Secondo, culturale. I tedeschi sono un popolo specialmente amante della pace. Con una differenza fra est e ovest. Nella ex Ddr prevale un fondo neonazionalista, con toni anche militaristi, tendenzialmente russofilo, capace di tenere insieme gruppi socialmente e ideologicamente diversi (dalla AfD a parte della Linke). Mentre la Bundesrepublik originaria è modello di società post-storica, economicistica, con tinte cosmopolite. Quel che manca quasi completamente è la cultura strategica. E una legittimazione popolare dello strumento militare. Ciò che limita molto l’impiego delle forze armate.
Terzo, geopolitico. Gli alleati non sono propriamente entusiasti del riarmo tedesco. Da Washington ci si complimenta, ma allo stesso tempo ci si interroga su che cosa voglia fare Berlino con un super esercito, considerando il riflesso neutralista che distingue la traiettoria geopolitica della Germania occidentale dal 1949 a oggi. I meno contenti sono ovviamente i francesi, per i quali questo rischia di svelarsi l’ultimo decennio del loro primato continentale in fatto di armamenti. Certo, Parigi ha la bomba atomica. Ma da tempo anche in Germania si discute di se e come dotarsene, magari in improbabile partnership con la Francia.
Alla decisione tedesca faranno presto eco altri paesi europei e non solo, considerando il clima di guerra vigente dal 24 febbraio. Data che Scholz ha infatti battezzato Zeitenwende, svolta epocale. Già ora polacchi e nordici stanno investendo molti denari nella difesa. Di sicuro la mossa di Scholz contribuirà a spostare il baricentro della Nato verso est.
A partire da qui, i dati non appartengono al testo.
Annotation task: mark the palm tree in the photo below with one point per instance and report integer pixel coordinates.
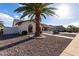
(36, 11)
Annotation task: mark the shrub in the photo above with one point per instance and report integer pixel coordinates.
(24, 32)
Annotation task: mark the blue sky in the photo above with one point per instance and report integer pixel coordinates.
(7, 9)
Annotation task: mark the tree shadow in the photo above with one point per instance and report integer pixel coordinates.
(14, 44)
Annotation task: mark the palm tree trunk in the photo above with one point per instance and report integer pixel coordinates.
(37, 21)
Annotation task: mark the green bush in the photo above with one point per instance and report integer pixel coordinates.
(24, 32)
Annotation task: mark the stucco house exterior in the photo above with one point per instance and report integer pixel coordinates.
(26, 25)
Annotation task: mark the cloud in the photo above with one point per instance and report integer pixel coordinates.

Perché i tedeschi si preparano a uno scontro con la Russia, che sperano di evitare, ma che nessuno può escludere. A Berlino si discute già di una sfera di responsabilità tedesca in ambito Nato nei paesi intermedi, o presunti tali, dal Baltico al Mar Nero. Con occhio speciale ai Balcani, alla Moldova e naturalmente all’Ucraina. Si è parlato molto in questi mesi di difesa europea. In attesa che si materializzi – e l’attesa si annuncia eterna – avremo intanto una vera difesa tedesca. Qualcosa su cui riflettere. Anche nella Svizzera ormai costretta a togliersi la maschera della neutralità.